Similar to that is evaluation and feedback. These are critical aspects of building an innovation culture. It is essential to have real-time programs in place to better understand where things are working, what needs improvement and how to make the necessary changes. This goes beyond annual appraisals; it should help employees and managers have a clear picture. It also helps employees understand how meaningful their work is. Constantly reinforce a culture of feedback and engagement and encourage transparency from all the staff at all times, including management.
The above-mentioned priorities are a good place to start, but the strongest company cultures develop when employees play an integral part in developing it. Which is why it is imperative that any efforts to develop the right culture must be broad-based and carry every one along. One of the best ways to do this it by providing training that covers everyone, not just ‘key’ employees. When a company’s culture reflects the values and beliefs of a team across the board, the result is a positive environment where innovation thrives.

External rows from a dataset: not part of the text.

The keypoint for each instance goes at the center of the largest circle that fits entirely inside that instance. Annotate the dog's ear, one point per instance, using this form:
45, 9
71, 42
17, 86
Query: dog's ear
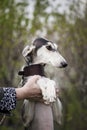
28, 50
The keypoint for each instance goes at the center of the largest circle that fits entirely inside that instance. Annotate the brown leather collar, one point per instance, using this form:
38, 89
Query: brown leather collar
31, 70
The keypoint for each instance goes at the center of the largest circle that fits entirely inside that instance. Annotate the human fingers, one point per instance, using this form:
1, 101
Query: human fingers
34, 78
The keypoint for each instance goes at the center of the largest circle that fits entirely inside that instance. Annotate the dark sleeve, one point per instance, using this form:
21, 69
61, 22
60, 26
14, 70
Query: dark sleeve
7, 100
1, 93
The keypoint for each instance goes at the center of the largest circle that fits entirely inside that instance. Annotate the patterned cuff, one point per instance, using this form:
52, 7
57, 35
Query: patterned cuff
8, 102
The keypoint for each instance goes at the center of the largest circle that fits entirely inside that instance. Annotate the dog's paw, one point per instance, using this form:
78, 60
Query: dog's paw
48, 89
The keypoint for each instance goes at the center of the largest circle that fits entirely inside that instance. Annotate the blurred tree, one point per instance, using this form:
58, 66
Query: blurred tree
68, 30
13, 24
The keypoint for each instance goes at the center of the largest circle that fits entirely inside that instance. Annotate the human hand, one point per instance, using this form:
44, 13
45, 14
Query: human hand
30, 89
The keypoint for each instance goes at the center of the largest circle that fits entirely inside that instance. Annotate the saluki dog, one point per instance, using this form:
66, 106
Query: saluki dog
37, 115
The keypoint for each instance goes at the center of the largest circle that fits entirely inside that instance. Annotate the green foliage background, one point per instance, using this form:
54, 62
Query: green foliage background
69, 30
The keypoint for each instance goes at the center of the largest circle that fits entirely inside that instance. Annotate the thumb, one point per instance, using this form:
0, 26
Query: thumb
34, 78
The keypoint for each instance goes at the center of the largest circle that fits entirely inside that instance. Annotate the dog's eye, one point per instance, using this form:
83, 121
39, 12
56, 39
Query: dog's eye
49, 48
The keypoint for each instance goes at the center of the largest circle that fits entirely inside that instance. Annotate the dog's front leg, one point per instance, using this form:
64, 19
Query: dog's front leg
27, 112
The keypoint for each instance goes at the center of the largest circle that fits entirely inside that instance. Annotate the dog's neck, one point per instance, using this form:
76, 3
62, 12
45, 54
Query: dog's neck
35, 69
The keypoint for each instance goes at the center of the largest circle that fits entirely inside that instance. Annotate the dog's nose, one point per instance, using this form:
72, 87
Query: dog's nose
64, 64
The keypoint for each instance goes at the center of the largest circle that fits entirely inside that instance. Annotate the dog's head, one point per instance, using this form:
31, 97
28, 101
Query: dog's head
43, 51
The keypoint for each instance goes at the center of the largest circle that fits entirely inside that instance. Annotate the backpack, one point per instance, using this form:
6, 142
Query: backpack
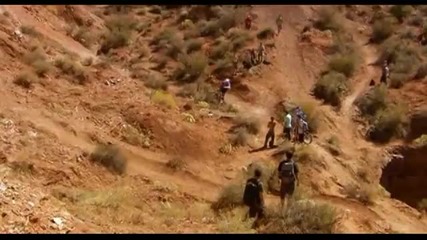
287, 170
251, 193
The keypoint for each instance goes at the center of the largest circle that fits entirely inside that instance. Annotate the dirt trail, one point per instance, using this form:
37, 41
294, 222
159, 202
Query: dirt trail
20, 15
138, 164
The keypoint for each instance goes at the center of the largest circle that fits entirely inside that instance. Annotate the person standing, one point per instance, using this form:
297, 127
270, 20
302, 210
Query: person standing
269, 137
287, 129
288, 174
253, 196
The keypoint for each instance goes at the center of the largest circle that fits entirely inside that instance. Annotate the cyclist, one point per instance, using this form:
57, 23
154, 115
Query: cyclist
248, 22
279, 23
225, 86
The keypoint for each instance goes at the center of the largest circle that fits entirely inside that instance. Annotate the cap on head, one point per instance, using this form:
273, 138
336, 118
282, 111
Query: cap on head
258, 173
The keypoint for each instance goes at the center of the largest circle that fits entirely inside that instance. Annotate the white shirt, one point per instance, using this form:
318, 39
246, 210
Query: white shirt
288, 120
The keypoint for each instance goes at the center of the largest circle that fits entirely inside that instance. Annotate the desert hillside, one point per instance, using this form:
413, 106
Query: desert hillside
110, 119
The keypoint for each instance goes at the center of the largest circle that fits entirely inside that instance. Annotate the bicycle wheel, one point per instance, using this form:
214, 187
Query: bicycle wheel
308, 138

Thre is no doubt that innovation is hugely important in today’s business environment, but as we have seen, innovation cannot stand on its own. Culture is what props it up and gives it a leg to stand on. Fortunately, a positive culture can be developed with the right training, tools and resources, such as those we offere at Corporate Alchemists. Anyone who thinks investing solid culture and innovation training is a waste of money obviously doesn’t understadn the much higher cost of a high staff turnover brought on by a negative culture. Instead of wracking your brain to come up with the next big idea you might want to consider that you’re probably better off putting your efforts into promoting innovation within your organization. That way, everybody within your organization is potentially the source of the next big idea you’re looking for.